If the patch has space for trees then all the better. Native trees are essential and the silver birch and mountain ash (rowan) cannot be bettered. Wildflowers and grasses will grow under these lighter trees. Larger trees such as oak or beech are only suitable for big open spaces. The commonly planted Japanese species of cherry trees support almost no insect life. The bird cherry, a native tree, is fine. Plant feathered trees if possible where the branches sprout all up the stem. Standard trees, often called lollipop trees, are where all the branches come out at the top. They are less resistant to strong winds. Plant smaller seedling rather than mature trees. They will grow better and be less expensive. Both bird and bat boxes can be placed in the re-wilded zone.
Avoiding bark damage
However, always plant the trees in the unmown area. In other words, put them where they are safe. No mowers and no strimmers means no bark damage, the major cause of tree death. After planting, put a mulch of bark chips around the base. This should extend 18″ from the stem to prevent growth competing with the tree. Ensure that somebody is responsible for watering through the summer. Don’t forget that there are often long dry spells in winter.
Keeping it tidy
If you want to keep the unmaintained patch looking tidy then you can cut the grass once in Autumn. This is after the plants have seeded themselves. But, if you want it to look tidy and reduce the fertility, the cut grass must not be left on the surface. This will rot down and recycle the nutrients. Ideally, scythe the area by hand or use a reciprocating mower. This cuts the grass just once, like hay, making it easier to be raked up and removed. Most domestic mowers chop the grass too small for raking. Do not burn the grass (or any wood) as this releases the carbon. Let it rot down as habitat piles for insects.

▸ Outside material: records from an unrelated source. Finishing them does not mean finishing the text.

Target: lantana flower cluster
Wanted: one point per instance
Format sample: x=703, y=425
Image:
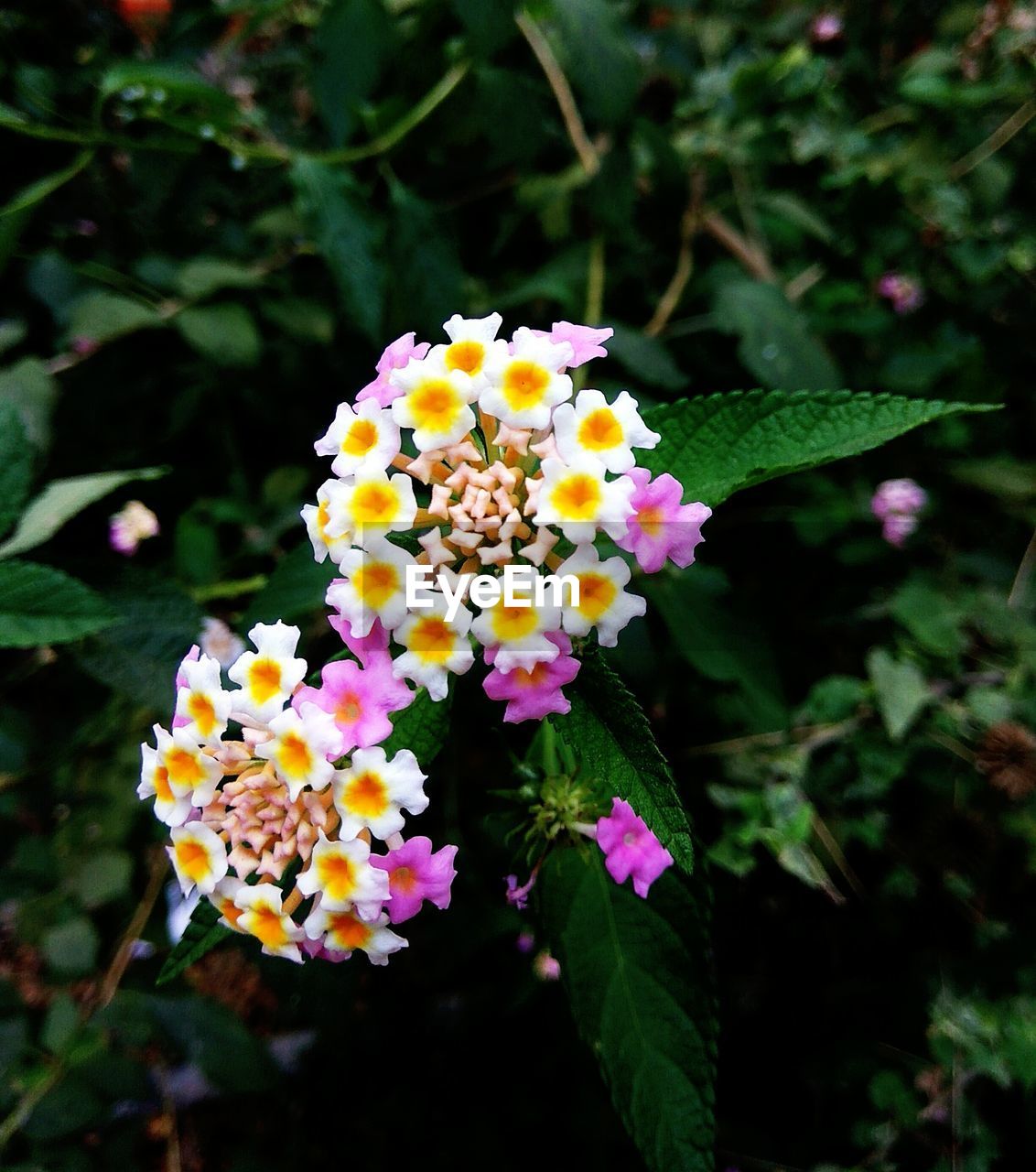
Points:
x=477, y=454
x=276, y=795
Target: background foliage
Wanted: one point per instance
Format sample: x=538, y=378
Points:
x=211, y=230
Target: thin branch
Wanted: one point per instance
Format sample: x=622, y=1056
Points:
x=563, y=92
x=999, y=137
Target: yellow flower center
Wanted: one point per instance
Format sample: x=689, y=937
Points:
x=360, y=439
x=201, y=712
x=376, y=581
x=435, y=405
x=467, y=356
x=600, y=430
x=577, y=497
x=431, y=640
x=596, y=594
x=337, y=874
x=525, y=384
x=375, y=505
x=295, y=756
x=264, y=680
x=366, y=795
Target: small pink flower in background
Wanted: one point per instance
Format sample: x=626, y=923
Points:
x=826, y=26
x=545, y=967
x=661, y=526
x=897, y=505
x=585, y=340
x=394, y=358
x=133, y=524
x=220, y=643
x=416, y=874
x=533, y=694
x=631, y=848
x=903, y=292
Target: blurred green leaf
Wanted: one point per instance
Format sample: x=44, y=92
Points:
x=718, y=444
x=40, y=605
x=612, y=739
x=638, y=982
x=61, y=501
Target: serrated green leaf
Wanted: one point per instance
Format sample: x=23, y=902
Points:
x=639, y=984
x=59, y=502
x=718, y=444
x=201, y=934
x=225, y=334
x=901, y=689
x=16, y=465
x=613, y=742
x=40, y=605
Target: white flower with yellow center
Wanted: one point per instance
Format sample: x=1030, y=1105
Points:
x=525, y=385
x=270, y=674
x=374, y=505
x=592, y=427
x=372, y=792
x=577, y=497
x=327, y=540
x=199, y=857
x=222, y=898
x=472, y=343
x=303, y=741
x=172, y=802
x=518, y=632
x=435, y=402
x=201, y=702
x=342, y=875
x=343, y=933
x=188, y=768
x=362, y=436
x=263, y=917
x=374, y=586
x=435, y=646
x=602, y=599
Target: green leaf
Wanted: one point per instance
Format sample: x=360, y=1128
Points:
x=348, y=237
x=776, y=343
x=201, y=934
x=612, y=739
x=30, y=388
x=40, y=605
x=225, y=334
x=718, y=444
x=61, y=501
x=421, y=727
x=103, y=317
x=636, y=973
x=138, y=654
x=16, y=465
x=901, y=689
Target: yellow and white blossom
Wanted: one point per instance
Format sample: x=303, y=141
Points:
x=434, y=646
x=340, y=872
x=372, y=792
x=263, y=917
x=268, y=675
x=577, y=498
x=524, y=385
x=199, y=857
x=362, y=436
x=345, y=933
x=592, y=427
x=201, y=703
x=303, y=741
x=435, y=402
x=602, y=599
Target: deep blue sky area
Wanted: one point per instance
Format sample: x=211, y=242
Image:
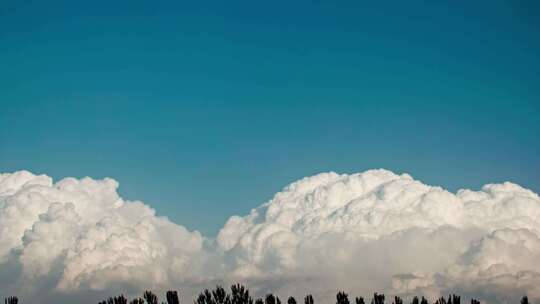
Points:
x=205, y=109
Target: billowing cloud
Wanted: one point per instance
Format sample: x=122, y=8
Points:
x=372, y=231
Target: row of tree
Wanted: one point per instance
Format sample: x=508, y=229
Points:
x=240, y=295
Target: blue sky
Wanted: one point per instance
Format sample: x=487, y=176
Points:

Apart from raking off the cut grass, the fertility can be reduced by up to 60% if yellow rattle can be established. It is semi-parasitic on grasses and reduces their growth. This allows other wildflowers to establish themselves. Yellow rattle seed must be fresh and sown before winter. Plugs, small plants, might be easier to establish in spring. If the plant likes the location, it will grow. Another useful plant is pignut, which I covered in a previous post here. It cannot tolerate digging, chemicals or fertilisers. By bulking its tubers in the soil, it reduces the opportunity for strong grasses to proliferate. Greening (re-wilding) urban environments is very much a science.
However, if you want voles and consequently owls, then the area is better not mown at all. The grass then grows over a mass of dead material from previous seasons. Beneath this, the voles flourish. In addition, some say you can create a vole society by burying old branches together in a trench but I have never tried this. Such areas look wild, can be difficult to walk across and are often seen as neglected.
After all this, nature sends its own signals to prove how successful you are. If specific indicator species appear it shows that your patch has a much broader biodiversity value. Grasshoppers may appear and buzz in the sunshine. They live in and on the soil, and lay their eggs under the soil over winter. Grasshoppers prefer shorter grasses in a sunny location. Ants will create anthills if there are no mowers to chop them up. A sign that ants exist under the turf is that green woodpeckers will visit to feed on them. They will leave a series of holes, using their beak, to show where they were. Wasps are good, not just bees, and ivy is also valuable to all wildlife.
Greening (re-wilding) urban environment
In conclusion, I hope that I have given sufficient information. It is important that anybody wanting to re-wild does not make unsupported assumptions. For certain, it is too easy to assume that a patch of urban grass cannot contain anything of value to the environment. It is preferable to take advice from the local Wildlife Trust before changes occur. It may also be a wonderful opportunity for local schools. The children could assess the biodiversity of the patch before re-wilding and monitor changes. They can consider the actions that need to be taken and the science behind these. The children will then understand why tiny grasshoppers tell us so much; that if they are thriving then so are we.